The main advantages of the Inpatriates regime are:
- Flat income tax rate of 24% on the first 600,000 euros, thereafter, taxed at 47%
- Exemption of 700,000 euros from Wealth Tax.
- Non-obligation to file Foreign Assets Declaration
- Tax Free on capital gains on assets held abroad
This regime is highly convenient both for individuals who come to reside in Spain and for those who have a significant amount of capital gains, obtained outside Spain, with the possibility of realizing those profits without being subject to a taxation in Spain.
The current requirements for applying for this scheme are as follows:
- Moving to live in Spain based on an employment contract (Social Security contributions are required) or as an Administrator of the company in which the individual may not hold more than 25% of the company's shares.

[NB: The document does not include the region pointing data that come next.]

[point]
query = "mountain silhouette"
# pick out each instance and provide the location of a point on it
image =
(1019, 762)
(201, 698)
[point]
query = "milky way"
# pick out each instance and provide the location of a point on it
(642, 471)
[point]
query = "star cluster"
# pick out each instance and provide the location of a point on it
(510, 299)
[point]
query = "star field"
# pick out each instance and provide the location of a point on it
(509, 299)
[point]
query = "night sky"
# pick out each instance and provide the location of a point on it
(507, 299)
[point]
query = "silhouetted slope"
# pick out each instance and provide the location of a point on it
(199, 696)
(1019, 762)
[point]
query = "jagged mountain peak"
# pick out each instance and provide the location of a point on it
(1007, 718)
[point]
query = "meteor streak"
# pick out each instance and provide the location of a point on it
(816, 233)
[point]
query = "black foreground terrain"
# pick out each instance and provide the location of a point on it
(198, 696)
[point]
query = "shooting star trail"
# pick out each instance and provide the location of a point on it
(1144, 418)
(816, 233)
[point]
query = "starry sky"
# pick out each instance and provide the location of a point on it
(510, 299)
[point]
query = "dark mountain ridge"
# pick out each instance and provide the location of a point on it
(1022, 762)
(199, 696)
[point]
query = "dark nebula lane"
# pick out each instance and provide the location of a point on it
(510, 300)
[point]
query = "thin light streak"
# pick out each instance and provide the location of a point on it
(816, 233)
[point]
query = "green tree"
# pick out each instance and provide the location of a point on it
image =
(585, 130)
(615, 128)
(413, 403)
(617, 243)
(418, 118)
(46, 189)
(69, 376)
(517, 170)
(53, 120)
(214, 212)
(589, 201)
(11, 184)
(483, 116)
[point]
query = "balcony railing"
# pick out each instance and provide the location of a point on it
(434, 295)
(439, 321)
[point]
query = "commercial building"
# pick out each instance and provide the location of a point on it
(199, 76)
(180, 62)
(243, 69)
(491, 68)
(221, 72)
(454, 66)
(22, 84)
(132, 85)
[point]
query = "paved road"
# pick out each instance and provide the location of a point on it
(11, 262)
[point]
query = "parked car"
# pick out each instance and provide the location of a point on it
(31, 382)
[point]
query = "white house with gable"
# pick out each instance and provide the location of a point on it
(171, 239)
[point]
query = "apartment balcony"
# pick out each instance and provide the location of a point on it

- Not being a taxpayer in Spain for the last 10 years --Note that the assumption applies equally to Spanish and foreign nationals.
- The benefit extends for 5 years (fiscal years from January to December).
In the draft bill, a very interesting provision was included, which extended the duration of the regime for 10 years instead of the current 5, but unfortunately it was deleted in the current draft.
The most relevant amendments contained in the bill, which may be subject to further amendments in the Senate, are as follows:
- Reduction to 5 years of the period during which the applicant should not have been a taxpayer in Spain.
- In certain cases, moving to Spain is no longer required, long-distance work through home office will be allowed provided that, it is related to IT or digital economy issues.
- It allows the move to be carried out one year in advance. This was a recurrent problem, since, if the applicant had come to Spain previously to settle or in prospective terms, it could be objected that the person had not moved to Spain for the purpose of an employment contract.
- It extends the benefit of the regime to both the wife and children under the age of 25.
To conclude, if the bill is ratified by the Spanish Senate in its current form, it would bring some additional advantages, generating windows of opportunity for certain specific cases. We will have to wait for the possible ratification by the Senate, as well as its subsequent publication in the Official State Gazette (BOE) to start applying the potential benefits of the amendments shown in this article.